For those who did not take a lesson from Nov. 3, 2002 elections: ‘Re-election: Nov. 1, 2015'

Published 13.11.2015 02:15
Updated 13.11.2015 02:18
Illustration by Necmettin Asma
Illustration by Necmettin Asma

The result of the Nov. 1 elections is the proof of many voters' great concerns for political stability, economic growth, efforts for permanent peace and a resolution to the Kurdish question

Even though it was the first reelection in our political life, the result of the Nov. 1 elections took everyone, including the parties, by surprise. I find it strange that the result came as such a surprise to everyone, particularly those who remember the recent political past or study politics because there were distinct similarities between the voting behavior on Nov. 1 and Nov. 3, 2002. The similarity in the political and social atmosphere before both elections was a signal that gaining a majority in Parliament was possible. Before the Nov. 3, 2002 elections, there was a range of political and social issues that motivated people's voting patterns. The economic crisis of 2001, social depression because of deficient government policies, especially after the 1999 earthquake, a political crises due to disputes over the Constitution, the government losing legitimacy due to mafia-style acts like the Susurluk incident, and several other events that led to political and economic instability meant that a number of central right parties (ANAP, DYP, MHP) and a leftist party (DSP) failed to pass the 10 percent threshold. The electorate felt there were similar risks and dangers that needed addressing between June 7 and Nov. 1 and made the decision to punish those that were directly and indirectly responsible for economic instability and decreasing the political power and impact of the Nationalist Movement Party (MHP) and the Peoples' Democratic Party (HDP). We should emphasize that that what separated the 2002 and 2015 elections was that the HDP and the MHP did manage to cross the 10 percent threshold - if only by a hair's breadth -- notwithstanding being responsible for the instability that occurred before the Nov. 1 elections, a product of the social base of these two political parties. If one of these sociologically powerful parties was artificial, then it would have failed to pass the threshold, and the Justice and Development Party (AK Party) would probably have won more than 370 seats in Parliament rather than 317.

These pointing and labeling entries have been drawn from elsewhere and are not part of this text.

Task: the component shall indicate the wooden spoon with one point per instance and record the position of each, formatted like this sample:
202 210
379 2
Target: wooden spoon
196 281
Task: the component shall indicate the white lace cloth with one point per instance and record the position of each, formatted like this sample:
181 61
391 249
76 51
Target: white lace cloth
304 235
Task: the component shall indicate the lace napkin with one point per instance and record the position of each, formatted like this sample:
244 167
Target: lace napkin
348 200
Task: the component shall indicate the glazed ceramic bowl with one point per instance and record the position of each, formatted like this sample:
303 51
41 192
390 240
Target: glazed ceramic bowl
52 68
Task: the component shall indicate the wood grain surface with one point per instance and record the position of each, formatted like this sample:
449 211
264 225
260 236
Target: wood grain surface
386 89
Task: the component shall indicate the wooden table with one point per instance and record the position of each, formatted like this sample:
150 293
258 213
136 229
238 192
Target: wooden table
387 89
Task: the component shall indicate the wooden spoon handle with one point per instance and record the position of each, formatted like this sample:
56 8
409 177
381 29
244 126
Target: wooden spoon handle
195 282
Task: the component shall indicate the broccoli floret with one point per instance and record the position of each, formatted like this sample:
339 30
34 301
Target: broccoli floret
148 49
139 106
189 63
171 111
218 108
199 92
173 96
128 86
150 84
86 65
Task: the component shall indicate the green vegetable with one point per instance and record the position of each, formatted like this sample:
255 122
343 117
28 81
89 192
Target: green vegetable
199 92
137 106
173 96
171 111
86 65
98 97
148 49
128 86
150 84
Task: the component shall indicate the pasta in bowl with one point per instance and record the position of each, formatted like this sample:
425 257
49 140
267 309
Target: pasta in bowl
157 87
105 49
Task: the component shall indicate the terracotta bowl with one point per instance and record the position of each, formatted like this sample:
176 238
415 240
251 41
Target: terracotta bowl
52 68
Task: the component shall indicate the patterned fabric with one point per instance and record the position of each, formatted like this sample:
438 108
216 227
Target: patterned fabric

The MHP, which paid the price for the political and economic crises in 2001 by being unable to exceed the election threshold in the 2002 election, preferred to follow a nihilist policy instead of analyzing the risks and opportunities after the June 7 elections. However, the MHP did not see or did not want to see the opportunities of being a key actor after the June 7 period.

Likewise, the HDP's announcement to not join a coalition with the AK Party and the MHP's announcement to not support or participate in any kind of government gummed up the political system. Although the MHP has a similar social and political base to the AK Party, the party insisted on coalition redlines that it knew the AK Party wouldn't accept. There were only two possibilities that remained: First, a coalition between the AK Party and the Republican People's Party (CHP) - always an unlikely partnership considering their bases and rivalries. Second: Snap elections. The MHP has suffered since the beginning of the campaign season back in April from election fatigue as well as being indirectly responsible for the stagnation and the rising exchange rates that stoked increasing anger among households. Additionally, the re-launching of terrorist attacks by the PKK and the bombings by the Islamic State of Iraq and al-Sham (ISIS) in cities increased the necessity for public security and order. While society had ontological problems like these, the MHP's nihilist attitude and its refusing of every policy proposal ended up diminishing their votes by 30 percent.


Even though it wasn't as large an actor as the MHP, the HDP, which emerged after the June 7 election, became an indirect actor in the process. Society's most significant expectation from the HDP was that it legally establish peace with the Kurdish community by representing Kurdish civil policy in Parliament. The HDP not only won votes in Kurdish areas, but also gained the sympathy of many urbanites. But the PKK did not allow the HDP to take the role of leading the Kurds and started conflict anew. By contrast, instead of opposing the PKK, the HDP supported this process with the famous dissertation of Clausewitz of "war is not merely a political act but a real political instrument." That was Salafi policy for the HDP, but it was a basis policy for the BDP. The HDP took on the policy of attacking President Recep Tayyip Erdoğan - who had gained his position with 52 percent of the vote - and thus lost their legitimacy in the eyes of many. What really bankrupted the HDP was its support of the PKK occupation of Cizre just before the Nov. 1 election, and with this support policy, the HDP threw away the chance of becoming a Turkish political party and in the end only narrowly passed the election threshold.


To summarize, the results of these analyses, it would be fair to say that when the Turkish nation has to vote at a time of social and economic instability - like it did on Nov. 3, 2002 - the communities concern for peace and stability becomes the dominant factor in voting habits. Political surveys have already erred because they have been unable to understand the groundswell of opinion over the people's primary concerns. The people did not put the parties that locked up the political structure during the last five months in power. But as a reasonable and rational actor that was able to face up to the demands of society, the AK Party took its lessons from the June 7 elections and was put in power by the electorate with increased votes.